I'm not saying we were much the better side, and Terry's second yellow card looked harsh to me, unless he said something particularly offensive.

But the boys have been grinding out results recently and they deserved to be the side who ended this unenviable and frankly embarrassing Chelsea hoodoo. So huge congratulations to everyone at Tottenham, and here's hoping this is the beginning of a slow climb towards a Champions League place.

Yours,

RD - Head of Propaganda at White Hart Lane

p.s. And Arsenal were beaten by West Ham. Apparently these things come in threes, so i'm expecting to be visited in my slightly dingy hotel room by a bevy of nubile young Anglophile German girls.

3 Comments:

Blogger  Ilia Konovalov said...

Hey mate , you are welcome to join the newest Spurs Community!
Tottenham Fans Daily :
http://spurs.co.nr
or
http://spurs.freephpnuke.org/

9:32 PM  
Anonymous Anonymous said...

I wonder if you could help me: being a foreigner I don't know much about the symbols of Spurs:
- why is it called hot spurs?
- what bird is that one on the symbol?
- and why is it called lilywhite and it is blue too?
- and why it is called Yid? was the club a Jewish club in the beginning?
Thanks for the info.
Cheers!

12:37 AM  
Blogger Rob Davies said...

FYI my foreign friend...Spurs are known as Yids for this reason:-

Just after the Second World War, a lot of Jewish immigrants came to East London, and being discerning types with a love of fine football, they began supporting Spurs.
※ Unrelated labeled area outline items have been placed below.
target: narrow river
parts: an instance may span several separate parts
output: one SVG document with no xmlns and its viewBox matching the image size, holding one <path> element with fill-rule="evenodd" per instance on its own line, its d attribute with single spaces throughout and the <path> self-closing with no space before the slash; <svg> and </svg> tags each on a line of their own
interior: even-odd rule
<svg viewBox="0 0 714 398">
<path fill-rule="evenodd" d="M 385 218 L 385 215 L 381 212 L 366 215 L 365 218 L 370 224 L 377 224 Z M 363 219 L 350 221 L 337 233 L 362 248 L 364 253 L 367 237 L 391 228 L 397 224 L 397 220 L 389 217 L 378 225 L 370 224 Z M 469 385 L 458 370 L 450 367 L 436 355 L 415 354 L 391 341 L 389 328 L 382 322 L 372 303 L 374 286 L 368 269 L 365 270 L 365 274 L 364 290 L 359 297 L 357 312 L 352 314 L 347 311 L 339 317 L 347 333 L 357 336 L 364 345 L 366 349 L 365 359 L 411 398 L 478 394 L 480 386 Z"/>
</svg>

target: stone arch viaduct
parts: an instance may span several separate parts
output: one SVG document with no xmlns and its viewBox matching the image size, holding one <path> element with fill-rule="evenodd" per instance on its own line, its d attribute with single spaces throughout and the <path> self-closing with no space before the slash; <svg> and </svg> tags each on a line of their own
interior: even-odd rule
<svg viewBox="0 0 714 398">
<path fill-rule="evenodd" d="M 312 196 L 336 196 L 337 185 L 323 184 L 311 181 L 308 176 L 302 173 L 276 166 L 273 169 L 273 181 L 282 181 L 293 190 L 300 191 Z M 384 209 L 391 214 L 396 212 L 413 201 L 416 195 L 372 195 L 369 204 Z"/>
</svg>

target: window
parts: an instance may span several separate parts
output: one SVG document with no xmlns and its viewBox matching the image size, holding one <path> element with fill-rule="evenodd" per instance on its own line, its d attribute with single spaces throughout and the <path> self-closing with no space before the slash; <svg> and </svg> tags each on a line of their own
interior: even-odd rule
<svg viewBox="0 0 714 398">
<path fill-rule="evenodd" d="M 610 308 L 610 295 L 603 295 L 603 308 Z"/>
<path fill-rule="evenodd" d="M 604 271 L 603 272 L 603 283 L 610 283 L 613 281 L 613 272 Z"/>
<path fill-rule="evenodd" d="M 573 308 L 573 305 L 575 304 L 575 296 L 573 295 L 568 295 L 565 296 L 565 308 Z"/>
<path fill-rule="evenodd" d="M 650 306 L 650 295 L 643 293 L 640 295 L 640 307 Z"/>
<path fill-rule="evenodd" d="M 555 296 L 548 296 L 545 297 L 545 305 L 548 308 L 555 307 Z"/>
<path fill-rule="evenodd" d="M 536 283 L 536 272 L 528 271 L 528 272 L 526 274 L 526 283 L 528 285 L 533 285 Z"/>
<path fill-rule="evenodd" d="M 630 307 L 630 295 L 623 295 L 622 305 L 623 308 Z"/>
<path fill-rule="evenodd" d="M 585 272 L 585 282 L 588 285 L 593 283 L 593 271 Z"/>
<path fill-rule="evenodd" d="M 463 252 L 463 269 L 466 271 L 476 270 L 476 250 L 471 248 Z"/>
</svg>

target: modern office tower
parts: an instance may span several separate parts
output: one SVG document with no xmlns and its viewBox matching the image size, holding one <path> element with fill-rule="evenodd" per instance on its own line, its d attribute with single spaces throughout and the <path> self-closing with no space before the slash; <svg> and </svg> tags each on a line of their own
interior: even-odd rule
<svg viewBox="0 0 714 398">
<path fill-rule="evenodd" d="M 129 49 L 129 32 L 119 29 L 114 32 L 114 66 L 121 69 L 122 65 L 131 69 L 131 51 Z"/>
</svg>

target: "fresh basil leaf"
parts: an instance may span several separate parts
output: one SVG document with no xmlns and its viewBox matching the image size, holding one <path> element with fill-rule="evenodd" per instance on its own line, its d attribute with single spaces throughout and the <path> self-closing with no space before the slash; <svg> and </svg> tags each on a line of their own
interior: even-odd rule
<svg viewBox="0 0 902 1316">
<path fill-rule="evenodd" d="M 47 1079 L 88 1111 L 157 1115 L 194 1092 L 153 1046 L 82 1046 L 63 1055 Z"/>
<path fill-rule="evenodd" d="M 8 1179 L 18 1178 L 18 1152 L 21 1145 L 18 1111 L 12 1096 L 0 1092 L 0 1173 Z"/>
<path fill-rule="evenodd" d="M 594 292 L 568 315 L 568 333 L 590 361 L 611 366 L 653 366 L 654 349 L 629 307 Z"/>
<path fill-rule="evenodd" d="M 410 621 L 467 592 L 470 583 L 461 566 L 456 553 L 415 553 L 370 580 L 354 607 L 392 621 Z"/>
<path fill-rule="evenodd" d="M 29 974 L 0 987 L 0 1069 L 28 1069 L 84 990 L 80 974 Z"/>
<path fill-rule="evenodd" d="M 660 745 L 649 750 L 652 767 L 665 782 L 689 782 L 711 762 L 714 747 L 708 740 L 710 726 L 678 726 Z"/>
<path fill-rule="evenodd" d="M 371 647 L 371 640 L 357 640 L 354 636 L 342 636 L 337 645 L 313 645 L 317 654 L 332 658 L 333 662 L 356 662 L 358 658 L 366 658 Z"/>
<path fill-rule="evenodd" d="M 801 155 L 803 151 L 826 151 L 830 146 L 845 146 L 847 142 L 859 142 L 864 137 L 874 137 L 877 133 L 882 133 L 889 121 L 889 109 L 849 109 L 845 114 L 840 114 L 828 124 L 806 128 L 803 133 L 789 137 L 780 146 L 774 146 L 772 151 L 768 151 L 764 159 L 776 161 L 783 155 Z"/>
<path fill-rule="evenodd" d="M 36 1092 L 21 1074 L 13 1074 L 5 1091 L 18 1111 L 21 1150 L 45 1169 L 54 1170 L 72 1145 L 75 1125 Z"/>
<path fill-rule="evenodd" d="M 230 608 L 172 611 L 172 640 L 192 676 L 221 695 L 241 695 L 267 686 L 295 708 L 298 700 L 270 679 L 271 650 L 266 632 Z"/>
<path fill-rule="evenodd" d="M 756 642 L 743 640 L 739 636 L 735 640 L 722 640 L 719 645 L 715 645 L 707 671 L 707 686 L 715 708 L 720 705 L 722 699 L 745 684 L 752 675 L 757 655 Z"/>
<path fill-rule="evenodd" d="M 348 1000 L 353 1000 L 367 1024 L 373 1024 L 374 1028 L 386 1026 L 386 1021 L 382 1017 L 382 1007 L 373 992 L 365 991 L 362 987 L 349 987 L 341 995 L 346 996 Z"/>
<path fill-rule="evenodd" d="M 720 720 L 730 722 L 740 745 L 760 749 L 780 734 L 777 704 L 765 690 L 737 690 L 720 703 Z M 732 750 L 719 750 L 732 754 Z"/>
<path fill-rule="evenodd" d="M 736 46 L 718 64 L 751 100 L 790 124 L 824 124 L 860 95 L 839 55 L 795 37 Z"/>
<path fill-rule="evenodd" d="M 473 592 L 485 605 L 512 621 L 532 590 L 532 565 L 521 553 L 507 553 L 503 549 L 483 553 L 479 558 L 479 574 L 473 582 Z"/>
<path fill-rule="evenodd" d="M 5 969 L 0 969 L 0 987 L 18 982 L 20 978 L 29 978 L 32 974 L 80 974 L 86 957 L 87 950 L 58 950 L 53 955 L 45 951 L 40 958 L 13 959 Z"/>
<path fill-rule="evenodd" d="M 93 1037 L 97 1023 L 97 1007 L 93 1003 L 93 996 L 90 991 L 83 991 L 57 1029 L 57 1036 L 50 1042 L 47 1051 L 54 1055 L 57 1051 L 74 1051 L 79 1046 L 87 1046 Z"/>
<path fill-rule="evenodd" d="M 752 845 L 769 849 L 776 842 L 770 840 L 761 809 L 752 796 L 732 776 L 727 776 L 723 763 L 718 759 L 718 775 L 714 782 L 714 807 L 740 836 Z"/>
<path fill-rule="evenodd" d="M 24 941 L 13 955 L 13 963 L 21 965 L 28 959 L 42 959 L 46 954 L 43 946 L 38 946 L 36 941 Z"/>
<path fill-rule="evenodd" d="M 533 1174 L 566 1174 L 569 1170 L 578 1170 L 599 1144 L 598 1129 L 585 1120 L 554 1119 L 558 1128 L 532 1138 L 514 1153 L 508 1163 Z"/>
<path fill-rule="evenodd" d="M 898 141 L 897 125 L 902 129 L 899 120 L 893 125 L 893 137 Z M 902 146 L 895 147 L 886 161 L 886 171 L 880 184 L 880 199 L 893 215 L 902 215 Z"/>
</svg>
Now, nasty balding, potbellied white men at Chelsea (some things never change) began racially abusing this new Jewish fanbase, calling them Yids or Yiddos. So, much like (some) Afro-Americans adopting the N word, the Spurs faithful decided to use the word to describe all Spurs fans, regardless of race or religion.

This took the sting out of those Chelsea insults and has ensured that Tottenham fans are some of the most culturally tolerant in the game.